Later we would modify the org.apache.flink.runtime.messages.checkpoint.AcknowledgeCheckpoint message to contain handles to those two sets of artefacts. CheckpointCoordinator would use one to register it in the CompletedCheckpointStore and the second one to create a savepoint.

Similarly to the no-claim mode option 1) this would require collaboration with state backends implementations.

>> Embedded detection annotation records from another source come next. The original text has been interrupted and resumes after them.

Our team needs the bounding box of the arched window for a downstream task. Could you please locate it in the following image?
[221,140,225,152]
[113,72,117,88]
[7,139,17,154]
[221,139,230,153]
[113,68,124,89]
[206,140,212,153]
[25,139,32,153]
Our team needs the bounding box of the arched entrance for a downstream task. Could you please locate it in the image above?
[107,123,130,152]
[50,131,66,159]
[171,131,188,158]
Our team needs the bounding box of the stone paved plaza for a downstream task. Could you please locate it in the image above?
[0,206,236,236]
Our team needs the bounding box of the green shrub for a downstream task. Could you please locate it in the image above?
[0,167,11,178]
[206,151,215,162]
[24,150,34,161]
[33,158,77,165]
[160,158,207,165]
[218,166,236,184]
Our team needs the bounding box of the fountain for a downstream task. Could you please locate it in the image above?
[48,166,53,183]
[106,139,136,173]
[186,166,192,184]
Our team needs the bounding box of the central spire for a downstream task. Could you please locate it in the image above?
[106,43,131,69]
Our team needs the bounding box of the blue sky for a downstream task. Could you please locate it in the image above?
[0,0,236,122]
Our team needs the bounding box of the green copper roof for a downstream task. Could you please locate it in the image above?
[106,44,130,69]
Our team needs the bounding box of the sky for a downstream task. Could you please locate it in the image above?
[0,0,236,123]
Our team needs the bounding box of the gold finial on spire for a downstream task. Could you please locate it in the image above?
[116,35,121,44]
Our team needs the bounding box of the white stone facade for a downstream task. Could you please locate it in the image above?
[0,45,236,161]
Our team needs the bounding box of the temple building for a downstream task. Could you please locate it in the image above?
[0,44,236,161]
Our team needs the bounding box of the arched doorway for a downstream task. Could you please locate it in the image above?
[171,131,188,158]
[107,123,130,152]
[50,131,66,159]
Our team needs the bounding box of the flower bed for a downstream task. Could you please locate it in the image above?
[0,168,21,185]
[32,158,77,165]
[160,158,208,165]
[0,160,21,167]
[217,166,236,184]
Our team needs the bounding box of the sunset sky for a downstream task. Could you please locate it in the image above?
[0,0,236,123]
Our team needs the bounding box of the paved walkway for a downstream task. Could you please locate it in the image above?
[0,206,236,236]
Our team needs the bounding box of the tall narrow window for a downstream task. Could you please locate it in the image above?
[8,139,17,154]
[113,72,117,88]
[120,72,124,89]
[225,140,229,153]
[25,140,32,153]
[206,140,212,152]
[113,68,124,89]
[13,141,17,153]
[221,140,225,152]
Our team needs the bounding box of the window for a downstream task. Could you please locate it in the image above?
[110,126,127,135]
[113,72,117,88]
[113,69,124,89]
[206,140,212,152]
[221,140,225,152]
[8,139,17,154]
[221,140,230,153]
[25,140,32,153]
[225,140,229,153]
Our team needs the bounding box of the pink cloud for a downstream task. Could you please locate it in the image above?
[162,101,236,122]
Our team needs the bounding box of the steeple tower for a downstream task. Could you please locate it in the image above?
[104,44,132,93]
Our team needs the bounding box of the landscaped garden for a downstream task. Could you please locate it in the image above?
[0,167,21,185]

Using a boolean flag instead of RestoreMode enum

Having just two options: claim vs no-claim we could go with a boolean flag. The main difference would be for the REST API (it would be much easier to change in the code). Therefore we could have the REST API as follows:

Code Block
{
  "type" : "object",
  "id" : "urn:jsonschema:org:apache:flink:runtime:webmonitor:handlers:JarRunRequestBody",
  "properties" : {
    "allowNonRestoredState" : {
      "type" : "boolean"
    },
    "entryClass" : {
      "type" : "string"
    },
    "jobId" : {
      "type" : "any"
    },
    "parallelism" : {
      "type" : "integer"
    },
    "programArgs" : {
      "type" : "string"
    },
    "programArgsList" : {
      "type" : "array",
      "items" : {
        "type" : "string"
      }
    },
    "savepointPath" : {
      "type" : "string"
    },
    "claim" : {
      “type” : “boolean”
    }
  }
}

However, for the sake of extensibility in the future, I suggest going with the enum.